The Editing Process

This is the first in a series of posts I will explore my writing style and process, for a few different reasons. I hope by writing out my process in some detail I can identify areas where I can improve, have something to look back on when I’ve written more stories and novels, and hopefully help others gain insight into different areas of the writing process. I would also love to hear feedback from other writers no matter how far along you may be in your career or hobby. We are going to start toward the mid-point of the novel-writing process, which is where I find myself at right now. I’m writing a book I’m calling Bottom Feeders, which is about the Crabs Motorcycle Club, a group of misfits and losers fallen from grace and at the bottom of the shitheap, doing jobs for a larger club, the Devil’s Faithful MC, just to get by. It’s a mixture of crime, humour, and action and sitting at 85,000 words at the completion of the first draft. I’ll get to how I wrote it in a future post (it involved a lot of cheap notebooks and pens) but for now I’ll focus on the editing.

Like a lot of writers (and authors, I won’t call myself that until I’m published), I procrastinated a lot before I started editing. I finished my novel I think in January of 2017, and I did not begin to edit it until June. The general advice “they” give is to leave your manuscript at least a few weeks before you start to edit it so you can see it with fresh eyes. Stephen King, one of the authors I admire most, had this to say about how long to wait in his memoir and craft-book On Writing.

How long you let your book rest—sort of like bread dough between kneadings—is entirely up to you, but I think it should be a minimum of six weeks. During this time your manuscript will be safely shut away in a desk drawer, aging and (one hopes) mellowing.

Incidentally, if you haven’t read On Writing and you are serious about writing, you are doing yourself a disservice. It will make you laugh and cry, and light a fire under your ass that will get you typing and scrawling like nothing else. So, back to the editing. I waited around eighteen weeks, more than enough. Long enough that I started to get embarrassed at my procrastination, as friends who knew about my weird little hobby asked now and then whether I’d gotten around to editing my book so they could read it. So I hauled myself down to Officeworks with a copy of my Word document and got printing. It cost around twenty dollars to print the 269 A4 manuscript pages, so around the price of a novel nowadays. What I got though was more like the pulp equivalent of a lump of clay; it has the potential to become a beautiful Hellenic vase but more closely resembled a “bowl” that one makes in pre-school for mother’s day.

This is the first time I’ve ever done something like this. Blog posts and short essays and stories I’ve written in the past I haven’t really bothered to edit. My thought process was maybe that I didn’t need it for blog posts, even though it would surely help me get my message across clearer. For some tiny technical blog posts there isn’t much point, especially when they are less than five hundred words and a large chunk of the post is code.

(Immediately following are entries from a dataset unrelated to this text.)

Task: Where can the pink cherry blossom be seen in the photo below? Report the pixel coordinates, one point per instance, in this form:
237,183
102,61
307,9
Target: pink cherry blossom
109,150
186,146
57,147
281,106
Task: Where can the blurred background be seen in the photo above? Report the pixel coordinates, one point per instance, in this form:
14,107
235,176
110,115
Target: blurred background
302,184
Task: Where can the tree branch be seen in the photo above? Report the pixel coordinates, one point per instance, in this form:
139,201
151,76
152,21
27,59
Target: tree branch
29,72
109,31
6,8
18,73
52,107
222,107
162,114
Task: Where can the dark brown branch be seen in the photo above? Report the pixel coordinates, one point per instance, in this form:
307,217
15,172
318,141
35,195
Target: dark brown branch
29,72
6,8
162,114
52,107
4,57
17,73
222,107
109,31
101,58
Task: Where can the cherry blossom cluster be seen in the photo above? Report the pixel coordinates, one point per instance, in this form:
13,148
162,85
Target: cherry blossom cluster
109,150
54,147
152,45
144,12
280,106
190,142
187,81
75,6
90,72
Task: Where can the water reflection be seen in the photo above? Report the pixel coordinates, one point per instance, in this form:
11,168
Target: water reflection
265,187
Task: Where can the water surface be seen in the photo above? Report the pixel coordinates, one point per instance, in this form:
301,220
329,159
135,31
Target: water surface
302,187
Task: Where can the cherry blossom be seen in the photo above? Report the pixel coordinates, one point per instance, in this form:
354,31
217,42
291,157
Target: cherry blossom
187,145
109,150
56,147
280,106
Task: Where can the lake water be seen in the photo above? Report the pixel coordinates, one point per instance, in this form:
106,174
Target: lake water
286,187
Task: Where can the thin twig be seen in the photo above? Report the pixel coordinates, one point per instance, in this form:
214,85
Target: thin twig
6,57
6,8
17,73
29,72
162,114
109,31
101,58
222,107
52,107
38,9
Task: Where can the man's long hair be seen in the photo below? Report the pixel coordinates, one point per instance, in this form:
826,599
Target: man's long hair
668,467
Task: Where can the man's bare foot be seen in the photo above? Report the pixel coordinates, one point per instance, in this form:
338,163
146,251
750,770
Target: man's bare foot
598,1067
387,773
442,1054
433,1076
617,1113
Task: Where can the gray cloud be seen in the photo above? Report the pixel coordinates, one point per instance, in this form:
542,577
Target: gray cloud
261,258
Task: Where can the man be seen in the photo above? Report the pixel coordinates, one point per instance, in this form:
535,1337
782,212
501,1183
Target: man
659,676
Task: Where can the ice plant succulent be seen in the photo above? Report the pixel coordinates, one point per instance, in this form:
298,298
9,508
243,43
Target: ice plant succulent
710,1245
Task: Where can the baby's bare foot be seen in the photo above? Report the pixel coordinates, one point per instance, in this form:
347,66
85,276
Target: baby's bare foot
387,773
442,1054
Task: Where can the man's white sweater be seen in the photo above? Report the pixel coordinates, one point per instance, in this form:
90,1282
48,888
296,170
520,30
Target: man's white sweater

A novel is a completely different beast though. From the moment I began it, though I wasn’t sure I would finish it, I knew that someday I would need to edit it. And now that day has come I am doing the best I can. So, I don’t really have much of a plan, mainly a vague idea of what editing is supposed to involve and some initial thoughts on character revisions and plot hole fixes that I hope will carry me through until I get a better grasp on it.

I’m going through my manuscript one page at a time with pen in hand. I’m making line edits and spelling fixes (though thankfully there are not many of those) and improving continuity in my very early chapters. It will be interesting to see how my writing style has evolved as I get further through the novel, as I know it has, and it is sometimes painfully obvious to see what author I was reading while I was writing. Though I suppose that is another goal of editing; to take a babble of different voices and equalize them into your own, thus forming your own distinct voice as a writer.

I’m approaching the editing how I approached the writing in the first place. I will get so many pages edited by hand, say twenty or so, then go and put those changes into the computer. I get paranoid when I’ve written too much on paper that has not been put into the computer. In some cases I’m scrapping complete paragraphs and writing new story and dialogue to get around plot holes and inconsistencies, and taking note of anything that may need to change in later chapters as well. It’s interesting to find that some pages haven’t got many edits at all, where others are completely covered with pen.

All in all it is going well so far, though editing feels a lot more like work than the original writing did. I dread the time when I will come to a part of the book that I love the sound of yet which doesn’t fit the narrative or do anything useful, where I will be forced to “kill my darlings”. I’m excited to show my book to other people close to me once the second draft is done, and to further improve the work after I get feedback from them. And I’m sure I will look back on this post, mutter “Oh you sweet summer child”, and shake my head at my own naivety and inexperience at the end of all this.